After last week’s execute action by Connecticut Gov. Dannel Malloy to bar those on no-fly lists from buying guns, high-ranking Democrats in at least two states are following suit.
Democrats U.S. Sen. Charles Schumer and New York Gov. Andrew M. Cuomo said in a joint announcement Sunday that the easiest way to prevent sales to individuals on the no-fly list, which is maintained by the Federal Bureau of Investigation, in the Empire State is to simply add it to the current background check system that’s also operated by the FBI.
“Railing to close the Terror Gap in New York State will send a message to other states – and Congress – to act,” said Schumer in a statement. “The federal government has always been there for New York when it comes to giving us the tools we need to fight terrorism and I remain hopeful that they’ll work with us on preventing terror suspects from passing gun background checks.”
Efforts by Dems on Capitol Hill to tie the terror lists to gun sales have only resulted in delaying tactics while lawmakers try to gain enough votes for a move to force a vote on the issue.
In Illinois, state Rep.

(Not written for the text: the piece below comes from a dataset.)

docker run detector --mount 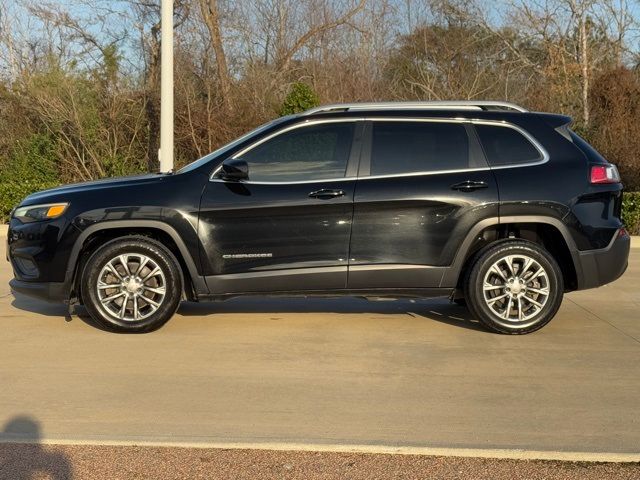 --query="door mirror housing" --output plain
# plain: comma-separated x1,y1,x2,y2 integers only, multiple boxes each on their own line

Gregory Harris, from Chicago, on the same day as Malloy’s announcement in Connecticut, filed a measure in the state House that would require the Illinois State Police to compare the database of those with Firearm Owner’s Identification Card previously issued against the terror watch list. Those found on the list would have five days to surrender their card, needed to legally own guns in the Land of Lincoln. Harris’ bill gained 16 co-sponsors by Monday.
Meanwhile, in Massachusetts, Gov. Charlie Baker announced he would look into a similar proposal such as in neighboring Connecticut, as reported by the Boston Herald.

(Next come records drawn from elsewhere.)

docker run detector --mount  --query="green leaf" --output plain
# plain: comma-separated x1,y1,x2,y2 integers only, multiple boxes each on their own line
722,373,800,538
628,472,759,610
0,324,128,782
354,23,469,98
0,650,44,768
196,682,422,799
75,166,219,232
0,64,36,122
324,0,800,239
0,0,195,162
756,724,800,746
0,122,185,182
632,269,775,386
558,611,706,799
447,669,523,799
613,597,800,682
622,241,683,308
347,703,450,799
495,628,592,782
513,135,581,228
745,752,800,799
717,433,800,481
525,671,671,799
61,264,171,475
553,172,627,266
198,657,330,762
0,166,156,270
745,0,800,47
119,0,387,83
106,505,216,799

The executive action proposed in Connecticut would strike at future gun transfers as well as current firearms permit holders. Those denied would be allowed to appeal to the state Board of Firearms Permit Examiners and finally to Superior Court.
National and state gun rights groups warned of possible litigation against both Malloy and the federal government should the action move forward, citing the order would be a clear “due process” violation of the 14th Amendment to the U.S. Constitution.